What a shame.  Manny Pacquiao has spoken and his next opponent will be the 39 year-old Shane Mosley on 7 May 2011 at the welterweight limit of 147 pounds in Las Vegas.

Pacquiao had a choice of Mosley, Juan Manuel Marquez (against whom Pacquiao is up 1-0-1 in two previous fights many thought Marquez had won) and Andre Berto (the undefeated albeit untested young challenger).

The decision was not a surprise, but boxing fans had hoped Pacquiao (52-3-2, 38 KOs) would not be persuaded by his greedy promoter Bob Arum (of Top Rank) into picking the old and out of form Mosley (46-6-1, 39 KOs), whose previous two fights were a one-sided decision loss to Mosley and a boring, pathetic draw to The Contender winner Sergio Mora.

Even though Arum presented three term sheets to Pacquiao and said it would ultimately be Pacquiao’s choice, Arum had openly pushed hard for Mosley (who is breaking up with his promoter Golden Boy to become a ‘free agent’) because Top Rank would be able to scoop up all the money from the fight for itself (as opposed to sharing it with Golden Boy, who promotes Marquez, or Lou DiBella, who promotes Berto).

I’m very disappointed in Pacquiao’s decision, as I had hoped that he would either put to bed those arguments that Marquez is better than him, or at least fight someone who isn’t 0-1-1 in his last two fights and pushing 40.  For whatever reason, Team Pacquiao apparently thinks Mosley is the toughest opponent out of the three.

When the announcement was made, Arum already began spinning why this would be a good fight.

“We came to a meeting of the minds.  [Top Rank matchmaker] Bruce Trample says it’s a very difficult fight.  I believe it will be an exciting fight.  Shane knows how to fight and how to deal with the speed.  Manny is in for a hellacious fight.  I really believe styles make fights.”

Bull.  Crap.

Arum has already dissed Mosley as an over the hill fighter in the past, and now all of a sudden Mosley is a worthy challenge for the pound-for-pound king?

Even Freddie Roach, Pacquiao’s trainer, had difficulty masking his complete lack of interest in this fight.

“I think it’s a good fight,” he said [lied].  “I feel that Shane is one of the toughest guys left out there right now.  He didn’t get up for The Contender guy [Mora], but he will get up for Manny Pacquiao.  It’s a difficult fight because Shane has speed and power.  He’s getting a little older, which is in our favor, but I expect Shane to be at his best because he’s wanted this fight for a long time.  I will get Pacquiao well-prepared for this one.”

Yeah whatever.

Roach did say, however, that he believes Pacquiao will eventually take on Marquez again, provided both continue to win and Floyd Mayweather Jr can’t or won’t fight.

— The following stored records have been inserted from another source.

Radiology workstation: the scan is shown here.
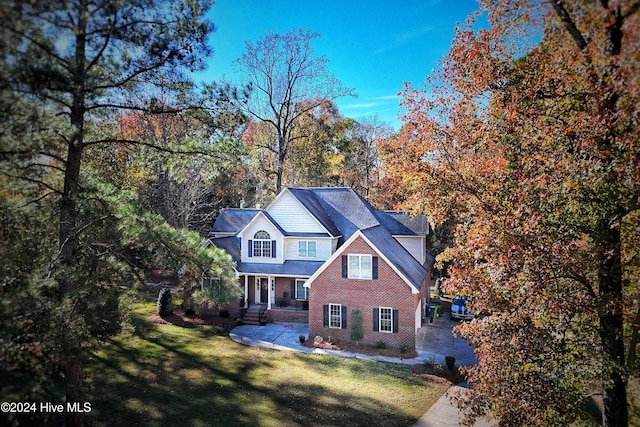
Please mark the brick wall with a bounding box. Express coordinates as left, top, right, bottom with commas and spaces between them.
267, 309, 309, 323
308, 236, 420, 350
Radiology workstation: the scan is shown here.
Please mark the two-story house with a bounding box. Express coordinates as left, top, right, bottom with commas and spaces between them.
209, 187, 432, 349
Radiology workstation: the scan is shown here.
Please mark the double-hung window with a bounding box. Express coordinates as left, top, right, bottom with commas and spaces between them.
379, 307, 393, 333
373, 307, 398, 333
297, 240, 317, 258
329, 304, 342, 329
348, 254, 372, 279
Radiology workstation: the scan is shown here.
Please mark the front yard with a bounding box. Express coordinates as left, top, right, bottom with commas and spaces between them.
80, 293, 448, 426
79, 295, 447, 426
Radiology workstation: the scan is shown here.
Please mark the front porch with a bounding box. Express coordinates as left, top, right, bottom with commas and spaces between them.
239, 274, 310, 311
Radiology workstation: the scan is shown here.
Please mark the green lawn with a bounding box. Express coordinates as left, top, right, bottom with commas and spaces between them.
82, 297, 448, 427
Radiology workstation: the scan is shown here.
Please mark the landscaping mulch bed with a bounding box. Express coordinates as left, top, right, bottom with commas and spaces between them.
302, 338, 419, 359
411, 361, 464, 385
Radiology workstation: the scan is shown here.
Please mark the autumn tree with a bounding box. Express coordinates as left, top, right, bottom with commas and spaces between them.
340, 115, 394, 203
383, 1, 639, 426
111, 105, 248, 236
0, 1, 241, 426
234, 28, 356, 195
285, 99, 344, 187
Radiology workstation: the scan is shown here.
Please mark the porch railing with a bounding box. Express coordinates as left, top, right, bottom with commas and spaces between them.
258, 304, 268, 324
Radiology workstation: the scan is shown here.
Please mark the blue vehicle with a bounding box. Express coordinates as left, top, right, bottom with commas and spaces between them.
451, 296, 473, 320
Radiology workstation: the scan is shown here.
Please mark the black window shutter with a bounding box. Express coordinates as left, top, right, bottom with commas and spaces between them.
373, 308, 379, 332
323, 305, 329, 327
291, 279, 295, 299
271, 240, 276, 258
248, 240, 253, 257
393, 309, 399, 333
341, 255, 348, 278
341, 305, 347, 329
372, 256, 378, 279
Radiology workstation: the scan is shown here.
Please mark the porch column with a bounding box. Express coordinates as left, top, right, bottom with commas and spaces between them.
267, 275, 273, 309
243, 275, 249, 308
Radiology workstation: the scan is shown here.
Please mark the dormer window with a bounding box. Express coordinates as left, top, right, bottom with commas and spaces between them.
248, 230, 275, 258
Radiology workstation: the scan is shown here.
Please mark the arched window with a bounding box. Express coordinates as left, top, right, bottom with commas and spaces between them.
254, 230, 270, 240
251, 230, 273, 257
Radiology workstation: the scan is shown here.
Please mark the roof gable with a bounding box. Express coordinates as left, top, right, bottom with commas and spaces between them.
237, 210, 286, 238
306, 227, 427, 293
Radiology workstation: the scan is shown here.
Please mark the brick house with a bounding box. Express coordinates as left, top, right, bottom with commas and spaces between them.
208, 187, 432, 349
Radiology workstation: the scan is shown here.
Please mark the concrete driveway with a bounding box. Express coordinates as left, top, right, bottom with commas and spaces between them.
416, 315, 478, 367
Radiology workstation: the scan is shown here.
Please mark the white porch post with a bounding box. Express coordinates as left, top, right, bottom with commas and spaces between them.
243, 275, 249, 308
267, 275, 273, 309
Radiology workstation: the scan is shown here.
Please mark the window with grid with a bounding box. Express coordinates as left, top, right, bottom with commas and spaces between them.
348, 254, 372, 279
297, 240, 317, 258
379, 307, 393, 333
329, 304, 342, 328
252, 230, 271, 257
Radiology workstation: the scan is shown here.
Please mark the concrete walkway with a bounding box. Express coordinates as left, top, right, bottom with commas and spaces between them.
230, 322, 494, 426
413, 386, 495, 427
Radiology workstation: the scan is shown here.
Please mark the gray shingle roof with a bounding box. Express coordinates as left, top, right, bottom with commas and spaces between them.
209, 236, 241, 261
376, 211, 428, 235
209, 188, 429, 288
309, 188, 380, 239
211, 209, 260, 234
237, 260, 326, 276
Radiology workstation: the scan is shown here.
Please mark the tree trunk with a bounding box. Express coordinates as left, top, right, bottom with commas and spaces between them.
598, 226, 628, 427
275, 134, 287, 195
59, 138, 86, 427
59, 8, 88, 424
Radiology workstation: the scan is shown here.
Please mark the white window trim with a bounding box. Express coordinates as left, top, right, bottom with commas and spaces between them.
295, 279, 308, 300
253, 230, 272, 258
379, 307, 393, 333
348, 254, 373, 279
297, 240, 317, 258
329, 303, 342, 329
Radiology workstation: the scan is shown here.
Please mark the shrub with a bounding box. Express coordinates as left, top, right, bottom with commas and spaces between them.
350, 308, 363, 343
157, 287, 173, 318
445, 355, 456, 370
219, 309, 230, 318
399, 344, 408, 353
375, 340, 387, 349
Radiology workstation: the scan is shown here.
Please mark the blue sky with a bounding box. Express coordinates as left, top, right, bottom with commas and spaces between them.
198, 0, 480, 130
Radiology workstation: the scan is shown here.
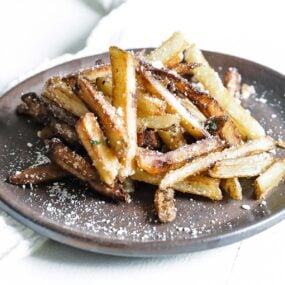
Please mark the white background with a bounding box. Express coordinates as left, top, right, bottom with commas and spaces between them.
0, 0, 285, 284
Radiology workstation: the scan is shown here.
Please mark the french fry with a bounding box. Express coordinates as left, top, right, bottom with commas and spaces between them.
12, 33, 285, 222
41, 96, 78, 126
160, 136, 276, 189
16, 92, 48, 123
137, 129, 161, 150
140, 59, 242, 145
184, 44, 265, 139
137, 93, 167, 117
224, 67, 241, 98
158, 125, 186, 150
138, 69, 209, 139
154, 188, 177, 223
49, 119, 79, 146
137, 114, 180, 131
96, 76, 113, 98
177, 97, 207, 122
80, 64, 112, 82
75, 113, 120, 186
146, 32, 189, 67
110, 46, 137, 177
9, 163, 69, 185
221, 178, 242, 200
277, 139, 285, 149
132, 168, 222, 200
96, 76, 167, 117
76, 76, 128, 157
204, 115, 243, 146
171, 62, 202, 75
37, 126, 55, 139
48, 140, 130, 201
136, 136, 225, 174
43, 77, 89, 118
209, 153, 274, 178
254, 159, 285, 199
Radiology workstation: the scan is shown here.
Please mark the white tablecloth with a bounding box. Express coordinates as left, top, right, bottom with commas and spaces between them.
1, 1, 285, 284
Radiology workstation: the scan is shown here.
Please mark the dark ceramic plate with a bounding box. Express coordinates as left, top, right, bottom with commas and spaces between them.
0, 50, 285, 257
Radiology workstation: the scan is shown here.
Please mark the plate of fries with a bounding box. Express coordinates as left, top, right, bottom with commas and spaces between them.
0, 32, 285, 256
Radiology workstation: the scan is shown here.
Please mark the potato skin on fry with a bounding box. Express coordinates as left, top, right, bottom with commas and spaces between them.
139, 60, 242, 146
138, 68, 208, 139
137, 130, 161, 150
205, 115, 242, 146
75, 113, 120, 186
17, 92, 48, 123
184, 44, 265, 140
136, 136, 225, 174
48, 140, 130, 202
154, 188, 177, 223
43, 76, 89, 118
9, 163, 69, 185
76, 76, 128, 160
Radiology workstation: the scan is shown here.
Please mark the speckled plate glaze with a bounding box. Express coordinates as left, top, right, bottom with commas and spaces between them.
0, 50, 285, 257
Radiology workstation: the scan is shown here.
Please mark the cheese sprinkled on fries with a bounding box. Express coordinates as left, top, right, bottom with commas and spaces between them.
10, 32, 285, 223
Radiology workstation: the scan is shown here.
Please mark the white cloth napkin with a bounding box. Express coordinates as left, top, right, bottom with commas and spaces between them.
1, 0, 284, 264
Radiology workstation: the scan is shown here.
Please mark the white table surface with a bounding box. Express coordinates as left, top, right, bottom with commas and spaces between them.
1, 0, 285, 284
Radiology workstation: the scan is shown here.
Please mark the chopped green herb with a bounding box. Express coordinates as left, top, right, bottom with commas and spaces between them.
104, 138, 108, 145
206, 121, 218, 131
90, 139, 100, 145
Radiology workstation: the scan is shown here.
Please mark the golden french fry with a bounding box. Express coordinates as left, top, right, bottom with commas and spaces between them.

“I’m not too worried,” Roach said.  “After Mosley, the Marquez fight will still be there.  He’ll be there after this fight.  I don’t see Marquez going anywhere.  We just have to keep winning and I think that fight will happen.”

But why not fight him now, especially when both guys are on a high and the fight would be on a big Mexican holiday?  According to Roach and Arum, it’s because Marquez doesn’t really want the fight and is pricing himself out of it by asking for too much money.  They said Marquez is asking for $5 million.  Considering Marquez got $3.2 million guaranteed for the Mayweather fight and that Top Rank would have to buy out Golden Boy to be the sole promoter for this fight, how is $5 million too much?

When everything’s said and done, a Pacquiao fight will still be a Pacquiao fight — ie an action-packed, thrilling spectacle.  Unfortunately, it will be the least exciting fight out of the three possibilities (excluding Mayweather of course).